Monitor Developing Bid Protest Regimes

Companies should keep an eye on markets that are developing or have recently developed bid protest regimes. Bid protests are growing at an uneven pace across the globe, according to Gordon, who has witnessed the rise of bid protests firsthand.

As the former head of the bid protest division at the GAO, he was consulted by foreign governments interested in setting up their own protest mechanisms, including Norway, Turkey and Tanzania, all of which have protest systems now. He has continued that outreach as an academic, recently working with officials from Vietnam, Morocco, Algeria, Libya and Tunisia — and says international interest in bid protests remains strong.

“Besides an interest in improving legal systems abroad, American companies want to export, and you want to have a solid procurement system overseas to ensure that American companies are treated fairly,” Gordon said of the Commerce Department’s interest in promoting bid protests overseas. “You don’t want to have corruption and you don’t want to have favoritism.”

Ralph White, who currently heads the GAO’s bid protest team, said foreign visitors continue to ask GAO about its protest policies. Not only does the U.S. have the longest tradition of hearing bid protests — a system that began informally in the 1920s and was codified by regulations in the 1970s and the Competition in Contracting Act in 1986 — the U.S. also spends far more on contracts than any other nation, making it a natural source of best practices for protests, White said.
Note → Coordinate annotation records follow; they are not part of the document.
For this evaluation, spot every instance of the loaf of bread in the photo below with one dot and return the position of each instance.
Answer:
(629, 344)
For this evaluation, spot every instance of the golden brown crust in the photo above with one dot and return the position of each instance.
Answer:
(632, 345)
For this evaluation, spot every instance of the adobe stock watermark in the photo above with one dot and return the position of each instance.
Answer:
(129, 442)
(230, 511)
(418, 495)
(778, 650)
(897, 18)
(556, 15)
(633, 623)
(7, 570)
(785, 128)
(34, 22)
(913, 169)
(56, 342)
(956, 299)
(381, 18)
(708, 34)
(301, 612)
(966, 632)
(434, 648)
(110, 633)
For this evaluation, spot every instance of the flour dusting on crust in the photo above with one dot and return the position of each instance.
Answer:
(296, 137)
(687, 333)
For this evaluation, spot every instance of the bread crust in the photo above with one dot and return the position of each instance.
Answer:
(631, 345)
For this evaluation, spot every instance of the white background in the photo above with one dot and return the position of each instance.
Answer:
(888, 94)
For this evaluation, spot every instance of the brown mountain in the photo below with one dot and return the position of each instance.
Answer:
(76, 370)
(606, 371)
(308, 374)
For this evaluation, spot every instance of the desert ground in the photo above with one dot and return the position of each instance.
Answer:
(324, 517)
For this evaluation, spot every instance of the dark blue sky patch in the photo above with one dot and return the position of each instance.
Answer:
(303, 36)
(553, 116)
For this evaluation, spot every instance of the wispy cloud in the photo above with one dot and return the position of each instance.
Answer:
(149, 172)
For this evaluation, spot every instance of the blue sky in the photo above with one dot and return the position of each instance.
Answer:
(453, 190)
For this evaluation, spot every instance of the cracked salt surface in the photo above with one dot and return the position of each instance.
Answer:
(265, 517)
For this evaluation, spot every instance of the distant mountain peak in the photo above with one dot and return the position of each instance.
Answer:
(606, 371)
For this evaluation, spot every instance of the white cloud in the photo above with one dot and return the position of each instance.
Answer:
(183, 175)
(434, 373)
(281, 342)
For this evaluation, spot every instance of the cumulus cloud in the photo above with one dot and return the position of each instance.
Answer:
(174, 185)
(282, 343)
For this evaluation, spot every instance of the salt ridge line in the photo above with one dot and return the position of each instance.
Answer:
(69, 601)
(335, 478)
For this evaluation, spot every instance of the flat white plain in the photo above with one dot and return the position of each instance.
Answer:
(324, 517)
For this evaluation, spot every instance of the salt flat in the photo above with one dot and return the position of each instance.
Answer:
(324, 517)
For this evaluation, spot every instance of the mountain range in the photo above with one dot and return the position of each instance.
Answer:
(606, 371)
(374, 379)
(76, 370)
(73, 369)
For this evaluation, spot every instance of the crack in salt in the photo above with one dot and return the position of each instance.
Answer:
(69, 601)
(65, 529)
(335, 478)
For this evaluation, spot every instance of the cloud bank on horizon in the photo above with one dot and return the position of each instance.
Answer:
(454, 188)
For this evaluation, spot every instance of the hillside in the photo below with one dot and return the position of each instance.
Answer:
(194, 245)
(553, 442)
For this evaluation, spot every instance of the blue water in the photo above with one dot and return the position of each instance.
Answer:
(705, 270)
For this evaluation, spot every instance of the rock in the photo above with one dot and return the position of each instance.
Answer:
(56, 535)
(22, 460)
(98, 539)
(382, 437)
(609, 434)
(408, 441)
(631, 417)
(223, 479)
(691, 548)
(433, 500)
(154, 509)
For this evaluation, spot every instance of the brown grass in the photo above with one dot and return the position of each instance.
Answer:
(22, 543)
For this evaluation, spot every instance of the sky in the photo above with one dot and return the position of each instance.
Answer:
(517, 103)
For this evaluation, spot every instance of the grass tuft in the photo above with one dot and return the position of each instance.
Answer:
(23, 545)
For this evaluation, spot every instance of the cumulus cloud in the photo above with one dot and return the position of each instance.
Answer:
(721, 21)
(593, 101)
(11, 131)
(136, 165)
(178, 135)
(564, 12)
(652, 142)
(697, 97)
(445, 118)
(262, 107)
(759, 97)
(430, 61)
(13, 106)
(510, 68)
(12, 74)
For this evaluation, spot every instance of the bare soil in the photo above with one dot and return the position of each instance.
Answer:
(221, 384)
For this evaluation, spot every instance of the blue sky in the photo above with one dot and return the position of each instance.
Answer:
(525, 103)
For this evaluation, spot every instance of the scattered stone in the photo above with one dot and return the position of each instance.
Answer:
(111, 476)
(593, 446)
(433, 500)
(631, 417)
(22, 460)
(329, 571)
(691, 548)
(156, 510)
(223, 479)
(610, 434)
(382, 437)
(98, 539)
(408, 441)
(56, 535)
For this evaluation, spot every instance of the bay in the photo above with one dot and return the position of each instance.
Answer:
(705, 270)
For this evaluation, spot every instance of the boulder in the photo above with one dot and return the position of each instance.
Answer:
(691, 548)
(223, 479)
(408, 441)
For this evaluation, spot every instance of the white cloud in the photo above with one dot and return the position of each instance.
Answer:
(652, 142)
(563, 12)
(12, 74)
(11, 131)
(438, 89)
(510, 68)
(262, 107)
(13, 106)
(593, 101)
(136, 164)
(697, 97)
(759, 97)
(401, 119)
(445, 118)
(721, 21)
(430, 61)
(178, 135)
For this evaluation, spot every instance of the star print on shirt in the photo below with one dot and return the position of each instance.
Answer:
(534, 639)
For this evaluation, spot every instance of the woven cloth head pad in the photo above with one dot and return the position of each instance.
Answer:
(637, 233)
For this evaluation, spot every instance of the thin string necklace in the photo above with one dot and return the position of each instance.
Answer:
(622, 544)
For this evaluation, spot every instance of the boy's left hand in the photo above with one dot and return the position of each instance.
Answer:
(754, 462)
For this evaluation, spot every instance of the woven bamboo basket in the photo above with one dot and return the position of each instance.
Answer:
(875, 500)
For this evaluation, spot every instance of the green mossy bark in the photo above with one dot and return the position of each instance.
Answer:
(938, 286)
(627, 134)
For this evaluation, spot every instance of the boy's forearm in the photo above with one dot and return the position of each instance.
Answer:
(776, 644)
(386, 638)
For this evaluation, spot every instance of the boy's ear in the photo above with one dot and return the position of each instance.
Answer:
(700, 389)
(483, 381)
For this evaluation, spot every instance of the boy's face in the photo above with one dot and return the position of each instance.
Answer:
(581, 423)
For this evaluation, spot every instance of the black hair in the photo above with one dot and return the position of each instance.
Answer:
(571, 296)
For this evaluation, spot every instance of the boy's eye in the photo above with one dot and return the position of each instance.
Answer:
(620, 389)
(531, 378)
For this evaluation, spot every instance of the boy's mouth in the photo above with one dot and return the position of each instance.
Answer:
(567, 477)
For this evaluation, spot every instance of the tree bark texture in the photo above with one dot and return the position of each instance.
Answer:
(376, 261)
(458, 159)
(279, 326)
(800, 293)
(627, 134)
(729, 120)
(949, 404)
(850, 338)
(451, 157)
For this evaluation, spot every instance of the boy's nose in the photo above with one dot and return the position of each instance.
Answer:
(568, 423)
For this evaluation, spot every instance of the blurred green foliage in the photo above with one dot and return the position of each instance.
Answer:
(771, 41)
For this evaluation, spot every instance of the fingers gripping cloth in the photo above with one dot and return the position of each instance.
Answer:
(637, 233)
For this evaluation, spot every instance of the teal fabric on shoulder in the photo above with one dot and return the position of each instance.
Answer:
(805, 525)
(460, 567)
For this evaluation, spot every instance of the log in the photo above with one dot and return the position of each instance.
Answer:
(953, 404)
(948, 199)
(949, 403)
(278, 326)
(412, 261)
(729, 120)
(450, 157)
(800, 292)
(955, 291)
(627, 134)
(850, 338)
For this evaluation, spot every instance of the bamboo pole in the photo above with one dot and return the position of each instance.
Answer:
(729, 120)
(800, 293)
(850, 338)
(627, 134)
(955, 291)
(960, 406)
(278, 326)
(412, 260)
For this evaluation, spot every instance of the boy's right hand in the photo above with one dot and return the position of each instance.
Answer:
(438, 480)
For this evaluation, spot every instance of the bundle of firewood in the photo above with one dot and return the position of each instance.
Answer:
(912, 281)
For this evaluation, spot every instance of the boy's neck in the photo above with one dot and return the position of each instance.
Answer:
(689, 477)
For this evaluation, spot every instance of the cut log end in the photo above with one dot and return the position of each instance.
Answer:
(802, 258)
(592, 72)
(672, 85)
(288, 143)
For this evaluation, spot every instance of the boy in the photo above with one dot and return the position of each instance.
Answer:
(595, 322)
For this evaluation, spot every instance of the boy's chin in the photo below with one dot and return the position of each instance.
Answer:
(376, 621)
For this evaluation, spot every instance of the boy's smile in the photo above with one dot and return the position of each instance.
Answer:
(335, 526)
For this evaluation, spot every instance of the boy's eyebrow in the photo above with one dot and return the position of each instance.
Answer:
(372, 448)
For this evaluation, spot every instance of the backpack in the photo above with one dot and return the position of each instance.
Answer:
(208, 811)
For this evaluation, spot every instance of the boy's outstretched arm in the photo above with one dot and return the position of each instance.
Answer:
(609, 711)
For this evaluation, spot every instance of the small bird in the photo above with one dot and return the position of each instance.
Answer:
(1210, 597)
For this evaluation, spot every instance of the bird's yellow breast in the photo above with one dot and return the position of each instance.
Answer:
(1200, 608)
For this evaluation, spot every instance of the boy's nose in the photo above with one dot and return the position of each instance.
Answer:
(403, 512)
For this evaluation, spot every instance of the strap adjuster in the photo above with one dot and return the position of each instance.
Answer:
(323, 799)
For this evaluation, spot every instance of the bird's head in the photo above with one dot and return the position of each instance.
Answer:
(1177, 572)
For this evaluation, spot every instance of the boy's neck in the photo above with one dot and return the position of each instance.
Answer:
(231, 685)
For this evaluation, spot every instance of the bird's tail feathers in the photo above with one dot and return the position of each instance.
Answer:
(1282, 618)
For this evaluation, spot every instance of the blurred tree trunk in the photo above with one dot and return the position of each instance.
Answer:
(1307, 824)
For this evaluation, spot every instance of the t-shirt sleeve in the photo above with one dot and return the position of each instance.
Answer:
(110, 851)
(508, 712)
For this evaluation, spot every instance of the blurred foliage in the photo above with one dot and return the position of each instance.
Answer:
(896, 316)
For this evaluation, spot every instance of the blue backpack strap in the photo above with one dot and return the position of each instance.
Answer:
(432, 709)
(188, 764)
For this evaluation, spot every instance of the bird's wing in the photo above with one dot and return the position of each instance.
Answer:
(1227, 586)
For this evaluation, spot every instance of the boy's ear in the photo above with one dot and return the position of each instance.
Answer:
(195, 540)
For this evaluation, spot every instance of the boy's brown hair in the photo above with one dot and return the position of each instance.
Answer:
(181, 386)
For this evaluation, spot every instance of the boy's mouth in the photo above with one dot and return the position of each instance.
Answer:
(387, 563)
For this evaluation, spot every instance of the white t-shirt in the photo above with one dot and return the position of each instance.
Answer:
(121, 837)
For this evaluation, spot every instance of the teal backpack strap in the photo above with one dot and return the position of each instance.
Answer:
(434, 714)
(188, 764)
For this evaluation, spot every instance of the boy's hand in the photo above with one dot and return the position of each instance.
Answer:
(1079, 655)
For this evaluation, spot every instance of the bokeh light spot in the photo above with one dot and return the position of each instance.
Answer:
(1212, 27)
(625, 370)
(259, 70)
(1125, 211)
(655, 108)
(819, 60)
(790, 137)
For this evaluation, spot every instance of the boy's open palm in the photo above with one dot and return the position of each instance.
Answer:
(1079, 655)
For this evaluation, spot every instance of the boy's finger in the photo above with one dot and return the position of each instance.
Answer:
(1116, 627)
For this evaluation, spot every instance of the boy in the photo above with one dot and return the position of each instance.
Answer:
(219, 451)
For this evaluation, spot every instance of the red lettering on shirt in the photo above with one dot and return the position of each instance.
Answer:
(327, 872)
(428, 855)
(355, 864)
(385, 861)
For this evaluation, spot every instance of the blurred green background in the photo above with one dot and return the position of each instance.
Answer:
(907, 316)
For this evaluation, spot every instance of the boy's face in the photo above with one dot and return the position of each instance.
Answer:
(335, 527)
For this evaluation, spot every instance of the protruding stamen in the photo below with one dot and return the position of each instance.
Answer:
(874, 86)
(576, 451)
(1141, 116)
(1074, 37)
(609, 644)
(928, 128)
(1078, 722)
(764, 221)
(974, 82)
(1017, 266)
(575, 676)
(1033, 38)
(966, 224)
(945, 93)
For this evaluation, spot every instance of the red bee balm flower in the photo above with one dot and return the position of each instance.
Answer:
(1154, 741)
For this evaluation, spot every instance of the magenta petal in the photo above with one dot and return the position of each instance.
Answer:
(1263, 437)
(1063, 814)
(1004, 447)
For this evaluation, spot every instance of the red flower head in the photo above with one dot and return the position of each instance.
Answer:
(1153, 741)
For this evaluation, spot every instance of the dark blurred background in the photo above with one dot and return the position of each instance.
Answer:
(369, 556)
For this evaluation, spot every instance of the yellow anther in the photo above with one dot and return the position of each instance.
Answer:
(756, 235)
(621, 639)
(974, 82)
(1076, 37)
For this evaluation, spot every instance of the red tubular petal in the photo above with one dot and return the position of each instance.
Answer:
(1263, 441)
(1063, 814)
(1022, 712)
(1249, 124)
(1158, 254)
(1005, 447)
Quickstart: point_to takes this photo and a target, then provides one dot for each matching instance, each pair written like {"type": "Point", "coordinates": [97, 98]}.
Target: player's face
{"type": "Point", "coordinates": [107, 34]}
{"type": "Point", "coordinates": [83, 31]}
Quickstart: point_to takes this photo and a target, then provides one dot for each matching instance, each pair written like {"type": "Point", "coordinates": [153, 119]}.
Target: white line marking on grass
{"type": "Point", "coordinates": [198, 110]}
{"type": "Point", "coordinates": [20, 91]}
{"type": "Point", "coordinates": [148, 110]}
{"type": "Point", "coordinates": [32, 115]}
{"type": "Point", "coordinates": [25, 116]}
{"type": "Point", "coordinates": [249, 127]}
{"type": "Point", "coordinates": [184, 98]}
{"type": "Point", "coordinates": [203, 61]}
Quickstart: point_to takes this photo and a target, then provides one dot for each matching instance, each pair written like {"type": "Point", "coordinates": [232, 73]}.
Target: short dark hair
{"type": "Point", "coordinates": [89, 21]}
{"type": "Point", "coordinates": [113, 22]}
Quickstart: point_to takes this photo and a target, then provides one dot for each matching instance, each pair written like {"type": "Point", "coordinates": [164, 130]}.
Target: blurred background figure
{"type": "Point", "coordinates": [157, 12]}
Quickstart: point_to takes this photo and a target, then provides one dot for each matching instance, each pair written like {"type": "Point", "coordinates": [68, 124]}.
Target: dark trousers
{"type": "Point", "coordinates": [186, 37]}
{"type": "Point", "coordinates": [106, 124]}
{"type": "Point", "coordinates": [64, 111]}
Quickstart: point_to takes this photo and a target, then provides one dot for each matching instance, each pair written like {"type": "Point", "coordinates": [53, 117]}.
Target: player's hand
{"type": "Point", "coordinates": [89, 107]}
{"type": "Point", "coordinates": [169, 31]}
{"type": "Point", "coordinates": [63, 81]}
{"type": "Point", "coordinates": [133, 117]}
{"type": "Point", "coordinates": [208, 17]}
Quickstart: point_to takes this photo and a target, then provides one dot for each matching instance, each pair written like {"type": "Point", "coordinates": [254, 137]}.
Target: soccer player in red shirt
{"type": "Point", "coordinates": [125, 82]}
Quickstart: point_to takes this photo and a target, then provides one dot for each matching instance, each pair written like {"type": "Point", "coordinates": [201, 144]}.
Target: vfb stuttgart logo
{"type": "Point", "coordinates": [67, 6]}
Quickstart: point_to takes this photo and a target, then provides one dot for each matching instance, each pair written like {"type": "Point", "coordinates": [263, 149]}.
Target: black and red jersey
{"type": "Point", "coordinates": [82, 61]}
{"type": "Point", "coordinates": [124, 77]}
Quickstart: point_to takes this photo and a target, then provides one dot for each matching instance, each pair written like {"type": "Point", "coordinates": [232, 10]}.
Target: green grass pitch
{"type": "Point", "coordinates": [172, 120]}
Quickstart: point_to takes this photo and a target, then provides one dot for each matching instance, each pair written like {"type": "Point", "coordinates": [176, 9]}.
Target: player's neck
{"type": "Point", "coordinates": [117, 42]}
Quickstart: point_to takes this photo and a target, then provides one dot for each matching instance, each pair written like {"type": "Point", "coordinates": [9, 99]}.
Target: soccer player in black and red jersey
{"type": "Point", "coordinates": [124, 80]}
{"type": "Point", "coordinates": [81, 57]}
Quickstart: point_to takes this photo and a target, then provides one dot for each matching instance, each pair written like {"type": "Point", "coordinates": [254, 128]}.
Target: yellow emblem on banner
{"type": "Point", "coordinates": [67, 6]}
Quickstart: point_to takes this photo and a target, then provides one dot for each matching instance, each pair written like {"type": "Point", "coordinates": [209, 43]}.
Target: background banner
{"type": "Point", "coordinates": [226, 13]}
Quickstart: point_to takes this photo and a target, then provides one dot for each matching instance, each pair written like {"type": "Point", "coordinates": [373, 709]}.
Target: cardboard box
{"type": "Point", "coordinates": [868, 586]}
“We end up with visitors from all over the world coming to Washington from other governments. Invariably, they want to talk about bid protests and they are fascinated and amazed that the U.S. government will put itself through this process,” White said. “The idea that you could challenge who it is the Defense Department is giving contracts for missile defense, they’re just amazed by it.”

For governments challenged by corruption and bribery, bid protests are seen as a crime-fighting tool, in a way that they aren’t in the U.S., which will help spur more countries to adopt them, Gordon said.

“Why exactly does having a police car on the side on the side of the road prevent people from driving 80 miles per hour? At least on the margins it causes people to be somewhat more careful,” Gordon said. “Crime hates sunshine, and [protests] provide sunshine to the contracting process. It provides vitamin T, it provides transparency.”

Prepare for Backlash and Reforms

While governments value the transparency and accountability that protests bring, they also struggle with the delays and litigiousness that are part of the package. The U.S. has seen frequent calls for reform, including ideas like charging a fee for “frivolous” protests, raising the dollar-value threshold for which contracts can be protested, and a U.S. Department of Defense proposal that would force contractors to choose between the GAO and the Court of Federal Claims, rather than allowing them to retain the court as a backup plan.

As protests rise across the globe, other governments will face similar pushback, Gordon said. Ten years ago, while Gordon was at GAO, the government of Norway invited him to give advice on setting up a protest forum. It was successful, but after the forum was in place, Gordon said he began to hear familiar complaints out of Norway’s government.

“Within the first two or three years of setting up the bid protest forum there was criticism that there were too many bid protests being filed, and I had to chuckle to myself, because I’d been hearing the same criticism back at home,” Gordon said. “Government officials will always tell you that there are too many protests.”